Let \(Y\sim N_{n\times p}( 1\mu^\top , \Sigma\otimes I )\) and let \((\bar y,\hat\Sigma)\) be the sample mean and variance.
- Using stochastic representations or otherwise, show that the distribution of \((\bar y-\mu)^\top \Sigma^{-1} (\bar y-\mu)\) does not depend on \(\mu\) or \(\Sigma\) (it is a pivotal quantity). Describe how this result could be used to test the hypothesis that \((\mu, \Sigma)\) are equal to some specific numerical values, say \((\mu_0,\Sigma_0)\).
- show that the distribution of \((\bar y-\mu)^\top \hat\Sigma^{-1} (\bar y-\mu)\) does not depend on \(\mu\) or \(\Sigma\). Describe how this result could be used to test the hypothesis that \(\mu=\mu_0\).
Let \(Y\sim N_{n\times p}( 1\mu^\top , \Sigma\otimes I )\) and let \(\mu \sim N_p(m_0,V_0)\).
- Calculate the posterior distribution of \(\mu| Y,\Sigma\).
- Find the Bayes estimator of \(\mu\) under squared error loss \(L(\hat{\mu},\mu)=||\hat\mu-\mu||^2\).
- Find the Bayes estimator of \(\mu\) under equivariant loss \(L(\hat{\mu} ,\mu)= (\hat\mu - \mu)^\top \Sigma^{-1} (\hat\mu-\mu)\).
Let \(y\sim N_p(\mu, I_p )\) where \(p=3\). Recall from class that the Bayes estimator under the prior distribution \(\mu\sim N(0,\lambda I)\) is \[
\hat\mu_\lambda = (1/\lambda +1)^{-1} y = (1-\frac{1}{\lambda+1}) y.
\] Using a simulation study or otherwise, compute (approximately) the risk of \[
\hat\mu_{\hat\lambda} = (1-\frac{1}{\hat\lambda+1}) y.
\] and of \[
\hat\mu_{JS} = (1-\widehat{\frac{1}{\lambda+1}}) y
\] where \(\hat\lambda\) is an unbiased estimator of \(\lambda\) under the marginal distribution of \(y\), and \(\hat\mu_{JS}\) is the James-Stein estimator. Plot the risk as a function of \(||\mu||^2\) and compare to that of the unbiased estimator \(y\).
Consider estimating \(\Sigma\) based on observing \(S\sim W_{n}(\Sigma)\) for some unknown \(\Sigma\in \mathcal S_p^+\).

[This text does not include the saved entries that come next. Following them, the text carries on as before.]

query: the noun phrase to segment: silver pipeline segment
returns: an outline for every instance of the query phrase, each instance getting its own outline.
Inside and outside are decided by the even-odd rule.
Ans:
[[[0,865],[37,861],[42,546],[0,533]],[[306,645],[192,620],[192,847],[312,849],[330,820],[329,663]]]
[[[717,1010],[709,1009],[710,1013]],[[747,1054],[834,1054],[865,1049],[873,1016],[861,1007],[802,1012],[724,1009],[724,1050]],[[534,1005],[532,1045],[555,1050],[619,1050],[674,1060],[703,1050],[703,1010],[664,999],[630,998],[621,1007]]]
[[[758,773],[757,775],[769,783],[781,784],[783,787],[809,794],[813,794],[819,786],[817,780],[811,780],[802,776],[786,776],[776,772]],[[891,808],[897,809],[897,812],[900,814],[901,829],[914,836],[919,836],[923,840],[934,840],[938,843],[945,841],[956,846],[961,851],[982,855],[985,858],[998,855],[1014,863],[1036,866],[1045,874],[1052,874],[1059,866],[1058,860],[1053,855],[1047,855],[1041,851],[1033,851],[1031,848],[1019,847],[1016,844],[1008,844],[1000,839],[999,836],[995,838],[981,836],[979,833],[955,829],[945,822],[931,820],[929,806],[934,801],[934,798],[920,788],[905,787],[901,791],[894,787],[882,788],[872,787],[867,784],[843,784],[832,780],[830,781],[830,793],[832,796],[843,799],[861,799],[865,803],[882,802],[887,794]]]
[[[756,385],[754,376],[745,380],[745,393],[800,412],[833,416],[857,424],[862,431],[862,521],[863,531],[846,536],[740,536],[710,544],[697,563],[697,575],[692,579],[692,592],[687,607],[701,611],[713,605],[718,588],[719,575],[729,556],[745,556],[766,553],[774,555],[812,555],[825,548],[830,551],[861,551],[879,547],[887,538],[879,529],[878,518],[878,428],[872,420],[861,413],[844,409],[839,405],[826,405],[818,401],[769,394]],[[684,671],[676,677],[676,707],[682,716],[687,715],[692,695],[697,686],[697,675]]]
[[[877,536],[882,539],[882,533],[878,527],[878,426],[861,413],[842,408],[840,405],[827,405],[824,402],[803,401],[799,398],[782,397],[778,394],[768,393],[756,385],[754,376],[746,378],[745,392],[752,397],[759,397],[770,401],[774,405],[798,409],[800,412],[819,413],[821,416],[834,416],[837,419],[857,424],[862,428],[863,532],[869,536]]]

- Show that the model is GL-invariant, that is, invariant under transformations of the form \(gS = ASA^\top\) for some non-singular \(p\times p\) matrix \(A\).
- Show that the loss function \(L(\hat\Sigma,\Sigma) = \text{tr}(\hat\Sigma\Sigma^{-1}) - \log |\hat\Sigma \Sigma^{-1}|\) is invariant, in that \(L(A\hat\Sigma A^\top, A\Sigma A^\top)= L(\hat\Sigma,\Sigma)\) for all such \(A\).
- Show that if \(\hat\Sigma\) is GL-equivariant, then \(\hat\Sigma=cS\) for some \(c>0\).